К столу пригласили молодого человека с буйной шапкой рыжих волос. Он угрожающе тряхнул своей гривой и начал читать стихи.
Шаров наслаждался: стихи казались звонкими и складными.
Но то, что произошло дальше, повергло его в смятение. Один за другим поднимались присутствующие и обрушивались на стихотворца. Его складные стихи, оказывается, никому не понравились, они, видите ли, без своеобразия.
Шаров бросил свои тетради в печку. Он не знал, есть ли в его стихах «своеобразие», но, что они менее складны, сомневаться не приходилось.
Но прошло несколько дней, и он почувствовал, как не хватает ему своих тетрадей. В одну из бессонных ночей он понял, что ему надо писать так, как пишут все серьезные книги, — прозой. Он сел за стол и очень легко сочинил рассказ. Писал о своей работе, о людях, которых знал: об Аркадии, Мишке Соломине, который уже уволился с завода.
К следующему собранию он подготовил два рассказа.
Только перед концом собрания отважился положить тетради на стол светловолосому председателю с высоким и узким лбом.
Он готовил себя ко всему, и все-таки, когда ему показали газету, где в отделе объявлений сообщалось о литературном собрании и называлась его фамилия, ему вдруг стало трудно дышать от волнения, предчувствие неотвратимого и страшного охватило его. Оставшиеся до собрания дни ходил как во сне. Казалось, о том же самом мог и должен был писать по-другому.
На обсуждение пришел заранее. Его рассказы, перепечатанные на машинке, были разложены на столе.
Когда все собрались, его усадили рядом с председателем и заставили читать. Почему-то он сразу обратил внимание на человека с хищным горбатым носом и большими залысинами на крупной голове. Шаров смутно почувствовал в нем врага.

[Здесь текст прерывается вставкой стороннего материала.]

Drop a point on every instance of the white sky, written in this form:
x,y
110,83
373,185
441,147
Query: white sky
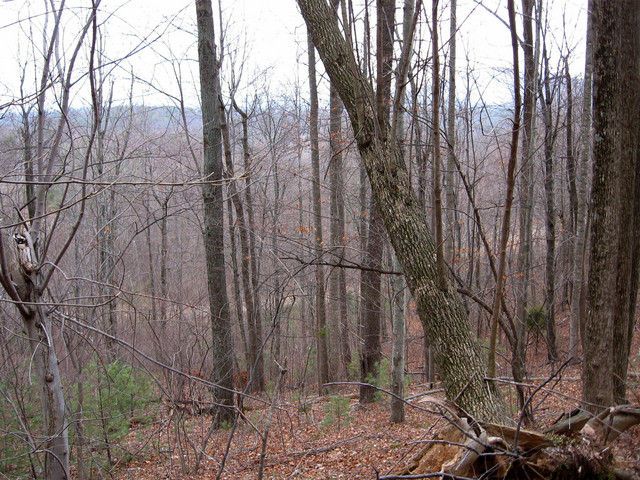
x,y
271,32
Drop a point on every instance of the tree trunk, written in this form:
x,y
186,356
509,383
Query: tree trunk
x,y
453,230
322,332
221,347
605,333
255,323
338,280
546,102
578,294
458,355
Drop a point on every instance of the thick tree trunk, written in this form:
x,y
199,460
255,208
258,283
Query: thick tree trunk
x,y
458,355
453,230
616,103
221,347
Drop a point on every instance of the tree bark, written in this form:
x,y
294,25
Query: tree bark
x,y
579,248
616,103
322,333
460,359
221,347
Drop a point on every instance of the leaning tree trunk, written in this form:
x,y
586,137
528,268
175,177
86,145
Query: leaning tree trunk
x,y
321,312
458,354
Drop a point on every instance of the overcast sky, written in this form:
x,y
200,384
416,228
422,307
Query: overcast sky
x,y
268,33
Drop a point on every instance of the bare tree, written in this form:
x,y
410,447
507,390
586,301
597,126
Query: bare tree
x,y
458,355
607,328
29,256
213,215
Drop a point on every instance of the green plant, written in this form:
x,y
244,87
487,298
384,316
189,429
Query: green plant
x,y
115,396
336,411
536,318
353,367
19,418
382,378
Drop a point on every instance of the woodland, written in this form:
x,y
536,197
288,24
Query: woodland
x,y
379,271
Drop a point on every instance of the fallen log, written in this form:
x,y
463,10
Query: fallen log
x,y
575,447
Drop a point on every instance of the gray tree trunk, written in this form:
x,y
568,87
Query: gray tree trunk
x,y
458,355
579,247
616,104
322,333
221,347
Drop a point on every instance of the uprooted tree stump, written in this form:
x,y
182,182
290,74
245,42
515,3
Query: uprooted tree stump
x,y
576,447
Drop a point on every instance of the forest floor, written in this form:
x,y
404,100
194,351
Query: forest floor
x,y
333,437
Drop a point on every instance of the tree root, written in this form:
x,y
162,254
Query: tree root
x,y
575,448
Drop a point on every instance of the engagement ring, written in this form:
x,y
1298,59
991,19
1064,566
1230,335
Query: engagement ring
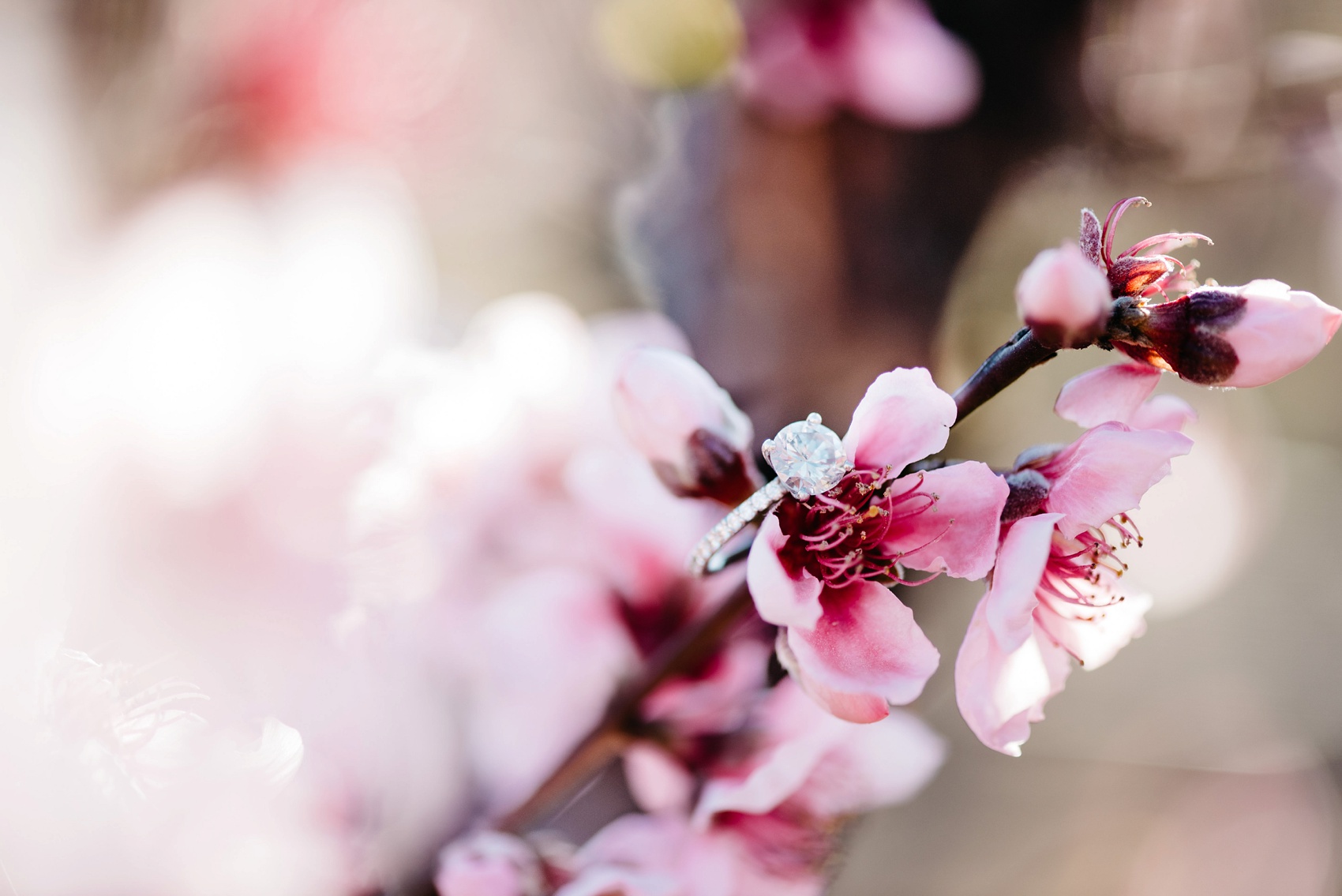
x,y
809,460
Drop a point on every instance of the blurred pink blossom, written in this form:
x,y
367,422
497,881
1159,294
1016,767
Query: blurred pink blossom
x,y
765,821
686,424
1123,392
886,59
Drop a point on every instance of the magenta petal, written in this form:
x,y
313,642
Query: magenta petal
x,y
1010,604
903,418
1280,332
658,782
778,597
1113,392
860,708
958,534
868,643
1000,692
1106,472
782,74
906,70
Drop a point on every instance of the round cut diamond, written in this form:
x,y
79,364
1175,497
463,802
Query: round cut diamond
x,y
808,458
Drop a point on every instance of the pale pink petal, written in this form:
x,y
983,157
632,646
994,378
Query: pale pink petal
x,y
658,781
1010,604
1106,472
903,418
1113,392
1280,332
903,69
717,702
1063,297
860,708
826,765
662,397
1164,412
778,597
487,864
782,74
657,856
958,533
872,767
866,644
1000,692
1094,635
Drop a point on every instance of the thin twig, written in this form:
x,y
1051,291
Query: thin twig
x,y
1003,368
682,654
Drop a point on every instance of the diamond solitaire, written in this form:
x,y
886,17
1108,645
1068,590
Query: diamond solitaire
x,y
809,460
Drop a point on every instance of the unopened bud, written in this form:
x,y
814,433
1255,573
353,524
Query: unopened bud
x,y
1240,336
1063,298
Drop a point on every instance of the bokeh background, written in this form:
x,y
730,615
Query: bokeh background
x,y
214,212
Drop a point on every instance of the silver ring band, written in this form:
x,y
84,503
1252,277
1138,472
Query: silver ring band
x,y
747,512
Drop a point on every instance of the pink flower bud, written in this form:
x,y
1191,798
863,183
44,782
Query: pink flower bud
x,y
1063,297
686,424
1238,336
1280,332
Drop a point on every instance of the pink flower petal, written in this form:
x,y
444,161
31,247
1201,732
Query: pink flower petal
x,y
717,702
1113,392
778,597
866,644
1106,472
1063,297
1000,692
487,864
872,767
1094,635
828,767
903,69
1010,604
782,74
658,782
1280,332
958,534
860,708
903,418
663,397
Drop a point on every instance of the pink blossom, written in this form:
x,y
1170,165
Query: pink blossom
x,y
815,765
686,424
1123,392
489,864
814,566
764,823
1063,297
1239,336
1055,589
887,59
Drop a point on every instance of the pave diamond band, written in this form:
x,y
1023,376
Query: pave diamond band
x,y
745,514
809,460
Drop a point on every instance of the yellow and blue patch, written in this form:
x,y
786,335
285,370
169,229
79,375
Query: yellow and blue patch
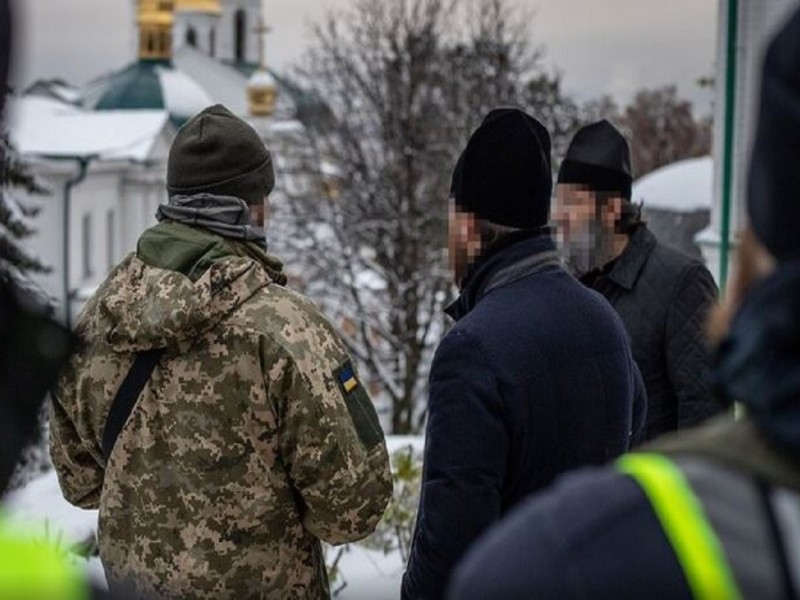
x,y
347,378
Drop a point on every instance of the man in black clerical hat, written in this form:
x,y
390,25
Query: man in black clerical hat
x,y
712,513
662,295
535,378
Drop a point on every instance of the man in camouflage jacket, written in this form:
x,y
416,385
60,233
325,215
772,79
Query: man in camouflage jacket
x,y
253,438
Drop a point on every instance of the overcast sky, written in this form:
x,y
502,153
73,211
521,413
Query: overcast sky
x,y
600,46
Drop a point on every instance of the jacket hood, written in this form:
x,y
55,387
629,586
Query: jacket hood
x,y
201,279
758,363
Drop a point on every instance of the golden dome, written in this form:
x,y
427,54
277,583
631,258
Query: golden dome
x,y
203,6
155,19
156,12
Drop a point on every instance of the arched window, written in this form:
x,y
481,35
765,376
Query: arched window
x,y
240,35
165,49
191,37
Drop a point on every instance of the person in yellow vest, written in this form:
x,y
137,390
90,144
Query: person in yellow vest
x,y
714,513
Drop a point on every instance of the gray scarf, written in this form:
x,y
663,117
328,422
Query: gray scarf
x,y
227,216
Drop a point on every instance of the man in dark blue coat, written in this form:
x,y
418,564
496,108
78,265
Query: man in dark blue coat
x,y
714,512
535,378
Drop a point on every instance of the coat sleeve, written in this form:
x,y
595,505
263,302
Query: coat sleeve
x,y
331,442
465,462
80,470
639,418
687,353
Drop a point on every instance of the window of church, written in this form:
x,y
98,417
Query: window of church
x,y
86,240
240,34
110,236
164,47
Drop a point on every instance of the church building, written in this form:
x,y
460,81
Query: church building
x,y
101,149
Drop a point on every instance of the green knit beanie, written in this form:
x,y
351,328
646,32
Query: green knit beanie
x,y
216,152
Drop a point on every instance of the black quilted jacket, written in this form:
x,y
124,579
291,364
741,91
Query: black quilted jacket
x,y
664,298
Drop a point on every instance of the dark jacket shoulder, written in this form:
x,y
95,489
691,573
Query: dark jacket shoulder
x,y
557,546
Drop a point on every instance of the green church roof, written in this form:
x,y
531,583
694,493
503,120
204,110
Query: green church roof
x,y
138,86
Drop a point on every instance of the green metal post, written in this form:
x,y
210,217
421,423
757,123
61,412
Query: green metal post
x,y
727,158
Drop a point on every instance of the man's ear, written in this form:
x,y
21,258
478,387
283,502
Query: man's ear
x,y
611,211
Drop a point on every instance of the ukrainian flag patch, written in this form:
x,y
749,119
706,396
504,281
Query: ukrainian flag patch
x,y
347,378
362,412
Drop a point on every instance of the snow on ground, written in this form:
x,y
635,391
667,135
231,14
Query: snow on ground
x,y
42,511
683,186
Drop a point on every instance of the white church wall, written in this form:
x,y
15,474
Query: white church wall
x,y
206,30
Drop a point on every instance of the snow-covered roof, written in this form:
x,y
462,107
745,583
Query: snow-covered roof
x,y
183,97
227,85
45,127
684,186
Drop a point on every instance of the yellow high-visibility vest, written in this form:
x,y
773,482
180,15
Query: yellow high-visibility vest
x,y
681,515
31,569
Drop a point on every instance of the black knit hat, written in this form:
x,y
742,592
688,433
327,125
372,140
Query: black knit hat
x,y
773,200
599,158
218,153
504,174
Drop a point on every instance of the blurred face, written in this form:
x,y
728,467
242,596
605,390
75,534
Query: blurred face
x,y
464,241
585,227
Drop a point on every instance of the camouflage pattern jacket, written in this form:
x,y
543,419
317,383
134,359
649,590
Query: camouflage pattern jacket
x,y
252,441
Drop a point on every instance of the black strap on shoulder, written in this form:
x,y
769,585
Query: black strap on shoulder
x,y
127,395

Боясь поднять глаза, он читал. Его все время жгла неотвязная мысль: рассказы слишком длинны. Когда он перевернул последнюю страницу, председатель объявил перерыв. Все курили в узком коридоре с гнилым полом. Шаров не выходил из-за стола. Он с тревогой следил за человеком с залысинами, который, возвращаясь после перерыва, плотоядно улыбался и потирал руки.
Сначала говорил пожилой литератор, седовласый, с кустистыми бровями. Видимо, это был мягкий, деликатный человек. Убитый вид автора причинял ему страдание. Он сказал, что в рассказах видится завод, такой, каким он его представлял, видятся люди. Конечно, рассказы несовершенные, но завод и люди — неплохо для начинающего.
А Шаров продолжал смотреть на человека с залысинами. Едва пожилой литератор сел, этот человек поднялся и как бы с грустью объявил, что он удивляется выступлению предыдущего оратора. Голос его постепенно креп и стал совсем громким, когда он сказал, что он в рассказах вместо завода видит пустырь; святая наивность — тот, кто пытается высмотреть на пустыре людей. Нет завода, нет людей, и автору лучше совсем бросить писать.
После выступали другие, но Шаров почти не слушал, уткнулся взглядом в стол да так и сидел. Наконец председатель объявил, что вроде все высказались, пора расходиться. Расчищая себе дорогу локтями, Шаров бросился к двери. Уже на выходе кто-то цепко сжал его плечо. Он затравленно оглянулся и застыл от удивления и радости. Стоял смуглолицый, возмужавший Аркадий Дерябин.